Elizabeth Edwards
gives a searing indictment of the media in an op-ed in today’s New York Times. She articulates beautifully much of the frustration we’ve all felt this campaign season: the shallow campaign coverage, the media’s “casting” of characters as if they were filming a movie not covering a news story, or how they treat viewers like consumers who are buying soap, not citizens trying to make an informed decision about our nation’s leadership. It’s an excellent read and I urge everyone to
go read the column.
The thing that’s astonishing to me--and Edwards herself admits this--is how
it’s always been this way! Even during the McCarthy hearings, she notes, only one network televised the proceedings. Today we have more networks than ever, 24-hour cable news, and channels devoted to everything from shopping to health news, yet news coverage is as shoddy as ever.
I know what she means. I picked up the October 12, 1972 issue of
Rolling Stone at a junk shop on 8th Avenue a year or so ago. I love old newspapers and magazines, it’s a great window into the memory hole.
This one has a column by founding editor Ralph Gleason called “Perspectives: Youth Won’t Vote For Nixon.” Gleason writes:
Newspapers, as A.J. Liebling explained in The Press, are neither public servants nor custodians of the Holy Grail.

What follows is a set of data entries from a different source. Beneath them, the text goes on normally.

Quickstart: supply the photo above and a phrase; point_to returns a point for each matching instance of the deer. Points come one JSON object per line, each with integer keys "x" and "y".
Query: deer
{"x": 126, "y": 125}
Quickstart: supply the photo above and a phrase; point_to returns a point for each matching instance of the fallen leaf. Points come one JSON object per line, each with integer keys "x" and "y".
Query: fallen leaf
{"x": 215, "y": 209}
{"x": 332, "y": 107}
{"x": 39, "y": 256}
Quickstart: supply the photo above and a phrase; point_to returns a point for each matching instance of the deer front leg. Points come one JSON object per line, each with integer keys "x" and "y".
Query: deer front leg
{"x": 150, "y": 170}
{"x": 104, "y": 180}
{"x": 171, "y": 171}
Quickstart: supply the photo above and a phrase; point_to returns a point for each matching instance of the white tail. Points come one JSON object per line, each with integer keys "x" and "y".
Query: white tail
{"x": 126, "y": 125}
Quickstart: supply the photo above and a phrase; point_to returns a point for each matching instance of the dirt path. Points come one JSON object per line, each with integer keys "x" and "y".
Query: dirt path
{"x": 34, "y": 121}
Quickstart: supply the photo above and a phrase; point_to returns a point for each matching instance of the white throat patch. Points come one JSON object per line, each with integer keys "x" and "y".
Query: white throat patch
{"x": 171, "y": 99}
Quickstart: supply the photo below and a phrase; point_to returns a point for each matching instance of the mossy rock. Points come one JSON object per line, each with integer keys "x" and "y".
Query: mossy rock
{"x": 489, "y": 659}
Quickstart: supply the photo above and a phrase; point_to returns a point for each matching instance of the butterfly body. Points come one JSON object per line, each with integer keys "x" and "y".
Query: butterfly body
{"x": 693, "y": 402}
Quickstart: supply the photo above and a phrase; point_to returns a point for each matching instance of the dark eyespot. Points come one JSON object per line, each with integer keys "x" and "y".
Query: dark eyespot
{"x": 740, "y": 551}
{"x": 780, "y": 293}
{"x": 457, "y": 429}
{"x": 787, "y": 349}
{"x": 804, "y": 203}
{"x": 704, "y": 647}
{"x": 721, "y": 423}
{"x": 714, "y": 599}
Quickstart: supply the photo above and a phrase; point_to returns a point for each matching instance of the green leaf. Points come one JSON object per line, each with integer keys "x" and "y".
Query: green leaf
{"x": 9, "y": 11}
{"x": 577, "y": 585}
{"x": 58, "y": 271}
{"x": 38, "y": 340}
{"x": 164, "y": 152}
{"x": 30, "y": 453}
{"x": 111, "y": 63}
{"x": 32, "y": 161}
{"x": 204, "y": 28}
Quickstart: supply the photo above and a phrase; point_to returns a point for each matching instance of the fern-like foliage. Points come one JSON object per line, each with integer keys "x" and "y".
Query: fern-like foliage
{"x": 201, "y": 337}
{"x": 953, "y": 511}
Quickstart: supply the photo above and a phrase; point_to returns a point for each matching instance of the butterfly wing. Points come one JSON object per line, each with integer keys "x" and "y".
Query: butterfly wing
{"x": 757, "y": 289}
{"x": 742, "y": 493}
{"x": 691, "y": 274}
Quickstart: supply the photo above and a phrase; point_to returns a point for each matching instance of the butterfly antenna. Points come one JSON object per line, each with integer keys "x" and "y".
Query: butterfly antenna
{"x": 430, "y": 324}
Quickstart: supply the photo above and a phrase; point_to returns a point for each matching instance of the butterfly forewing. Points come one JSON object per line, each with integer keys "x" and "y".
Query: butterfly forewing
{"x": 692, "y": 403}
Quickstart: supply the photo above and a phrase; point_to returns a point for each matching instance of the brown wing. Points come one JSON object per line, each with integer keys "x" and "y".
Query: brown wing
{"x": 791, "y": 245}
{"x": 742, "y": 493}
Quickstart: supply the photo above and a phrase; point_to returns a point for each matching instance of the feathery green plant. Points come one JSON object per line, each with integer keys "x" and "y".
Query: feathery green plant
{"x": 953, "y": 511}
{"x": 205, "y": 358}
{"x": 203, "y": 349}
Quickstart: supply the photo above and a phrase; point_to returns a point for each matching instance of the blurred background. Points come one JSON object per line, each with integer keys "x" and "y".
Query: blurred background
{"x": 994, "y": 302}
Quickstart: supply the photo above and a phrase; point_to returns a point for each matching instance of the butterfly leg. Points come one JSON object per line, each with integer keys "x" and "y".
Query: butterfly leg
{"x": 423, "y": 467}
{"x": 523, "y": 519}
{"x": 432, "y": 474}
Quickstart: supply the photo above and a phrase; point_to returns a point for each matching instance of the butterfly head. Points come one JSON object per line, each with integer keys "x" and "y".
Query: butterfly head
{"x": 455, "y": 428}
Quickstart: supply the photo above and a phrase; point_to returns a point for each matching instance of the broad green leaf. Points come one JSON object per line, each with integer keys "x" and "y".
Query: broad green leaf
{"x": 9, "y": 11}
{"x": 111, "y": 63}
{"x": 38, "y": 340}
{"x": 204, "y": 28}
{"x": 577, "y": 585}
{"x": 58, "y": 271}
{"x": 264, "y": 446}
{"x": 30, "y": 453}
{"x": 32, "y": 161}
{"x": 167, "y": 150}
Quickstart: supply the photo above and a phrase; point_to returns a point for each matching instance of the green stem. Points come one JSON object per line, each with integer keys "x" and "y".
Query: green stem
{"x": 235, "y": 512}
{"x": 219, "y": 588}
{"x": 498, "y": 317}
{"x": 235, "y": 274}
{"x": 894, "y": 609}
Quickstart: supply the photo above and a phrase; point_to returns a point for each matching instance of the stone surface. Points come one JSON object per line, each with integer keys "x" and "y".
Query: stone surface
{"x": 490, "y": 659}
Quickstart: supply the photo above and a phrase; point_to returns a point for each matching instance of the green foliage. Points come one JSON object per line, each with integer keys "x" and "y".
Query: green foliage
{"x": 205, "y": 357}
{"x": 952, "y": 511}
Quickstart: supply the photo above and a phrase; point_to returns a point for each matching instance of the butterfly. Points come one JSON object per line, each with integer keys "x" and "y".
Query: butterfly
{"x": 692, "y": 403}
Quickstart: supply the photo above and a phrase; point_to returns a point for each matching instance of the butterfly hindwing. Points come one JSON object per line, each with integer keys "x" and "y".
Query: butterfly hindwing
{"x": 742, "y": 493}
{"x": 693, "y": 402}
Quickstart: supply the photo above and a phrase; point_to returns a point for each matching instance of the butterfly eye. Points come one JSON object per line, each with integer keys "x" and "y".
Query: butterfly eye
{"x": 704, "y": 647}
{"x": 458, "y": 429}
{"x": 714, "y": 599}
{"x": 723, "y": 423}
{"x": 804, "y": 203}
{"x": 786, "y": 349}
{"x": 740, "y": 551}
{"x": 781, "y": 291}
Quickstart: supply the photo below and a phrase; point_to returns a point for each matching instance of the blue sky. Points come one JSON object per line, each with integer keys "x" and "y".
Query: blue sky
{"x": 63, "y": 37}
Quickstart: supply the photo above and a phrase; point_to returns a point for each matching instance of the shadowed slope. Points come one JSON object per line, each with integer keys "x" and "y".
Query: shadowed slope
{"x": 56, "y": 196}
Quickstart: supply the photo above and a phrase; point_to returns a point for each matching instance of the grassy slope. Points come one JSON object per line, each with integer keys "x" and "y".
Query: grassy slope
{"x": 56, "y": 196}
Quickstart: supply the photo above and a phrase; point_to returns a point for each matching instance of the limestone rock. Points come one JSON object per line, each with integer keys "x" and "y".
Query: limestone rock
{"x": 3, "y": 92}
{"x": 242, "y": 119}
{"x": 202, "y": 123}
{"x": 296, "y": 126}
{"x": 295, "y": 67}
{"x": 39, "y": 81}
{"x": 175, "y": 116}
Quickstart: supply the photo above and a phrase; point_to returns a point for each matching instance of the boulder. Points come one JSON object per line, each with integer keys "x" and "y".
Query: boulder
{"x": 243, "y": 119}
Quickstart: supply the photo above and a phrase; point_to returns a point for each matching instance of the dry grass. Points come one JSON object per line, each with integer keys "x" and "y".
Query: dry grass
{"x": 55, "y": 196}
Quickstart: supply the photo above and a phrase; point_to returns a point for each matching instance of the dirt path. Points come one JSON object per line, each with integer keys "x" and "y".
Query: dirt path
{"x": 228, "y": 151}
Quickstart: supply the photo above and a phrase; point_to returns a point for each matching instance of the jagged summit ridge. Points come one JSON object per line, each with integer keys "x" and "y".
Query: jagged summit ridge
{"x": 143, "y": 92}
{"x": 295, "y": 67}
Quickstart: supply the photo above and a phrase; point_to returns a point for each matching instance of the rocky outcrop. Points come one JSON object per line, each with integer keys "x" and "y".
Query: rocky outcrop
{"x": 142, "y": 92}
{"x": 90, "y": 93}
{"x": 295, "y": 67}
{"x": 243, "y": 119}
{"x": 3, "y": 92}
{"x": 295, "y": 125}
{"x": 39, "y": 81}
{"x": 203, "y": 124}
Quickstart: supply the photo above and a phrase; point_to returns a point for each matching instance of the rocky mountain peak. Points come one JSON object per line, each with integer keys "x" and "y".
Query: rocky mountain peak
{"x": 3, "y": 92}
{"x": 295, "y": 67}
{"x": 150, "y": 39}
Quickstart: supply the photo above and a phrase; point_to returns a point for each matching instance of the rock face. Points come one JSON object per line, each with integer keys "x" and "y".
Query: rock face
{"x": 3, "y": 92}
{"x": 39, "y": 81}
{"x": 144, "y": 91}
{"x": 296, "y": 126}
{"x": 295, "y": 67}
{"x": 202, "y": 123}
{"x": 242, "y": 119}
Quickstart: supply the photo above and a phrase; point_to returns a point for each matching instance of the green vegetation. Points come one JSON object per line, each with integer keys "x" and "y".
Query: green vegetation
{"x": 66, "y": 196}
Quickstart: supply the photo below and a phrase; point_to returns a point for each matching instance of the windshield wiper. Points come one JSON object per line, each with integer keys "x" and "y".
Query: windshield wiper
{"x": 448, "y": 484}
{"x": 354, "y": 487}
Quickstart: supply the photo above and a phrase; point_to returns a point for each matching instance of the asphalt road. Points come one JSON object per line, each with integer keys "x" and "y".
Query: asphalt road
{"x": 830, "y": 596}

They are private enterprises in a capitalist economy whose primary function is to make money. Just like a department store or a gas station.
They are not in the business of truth and honesty and the public good unless the owner of the paper sees that as a way to making money.
The other thing to understand about newspapers is that they are owned by rich people and rich people are, by and large, Republicans.
So when your friendly neighborhood newspaper dumps on McGovern, runs his campaign news inside the paper and spreads the latest bullshit about Nixon’s runaway lead in the polls all over page one, remember that Republicans own the newspapers. As Liebling once noted, Democrats only work there.
Just imagine, for a moment, what would have been the manner in which a story disclosing that the Democrats had hired industrial spies to bug the Republican Headquarters would have been played on the front pages of the nation’s press. It would have been banner headlines in the biggest type available and day by day every little bit of evidence which supported the original charge would have been played up. But since the shoe is on the other foot, so to speak, scandals which would have resulted in impeachment proceedings against a Democrat get sloughed off in Republican papers because they concern a Republican president. And a very special Republican president, the one who has given the biggest, fattest green light to exploitation of the land by big business since Warren Harding.
This was published in October 12, 1972. See much change in the past 30+ years? Me neither.
In fact, as Edwards points out in today’s op-ed, things have gotten worse. Because rich Republican families no longer own the newspapers. Rich Republican corporations do--corporations which make their money from things like (in the case of GE, which owns 80% of NBC Universal), defense contracts. This is dangerous to our democracy.
Edwards writes:
News is different from other programming on television or other content in print. It is essential to an informed electorate. And an informed electorate is essential to freedom itself. But as long as corporations to which news gathering is not the primary source of income or expertise get to decide what information about the candidates “sells,” we are not functioning as well as we could if we had the engaged, skeptical press we deserve.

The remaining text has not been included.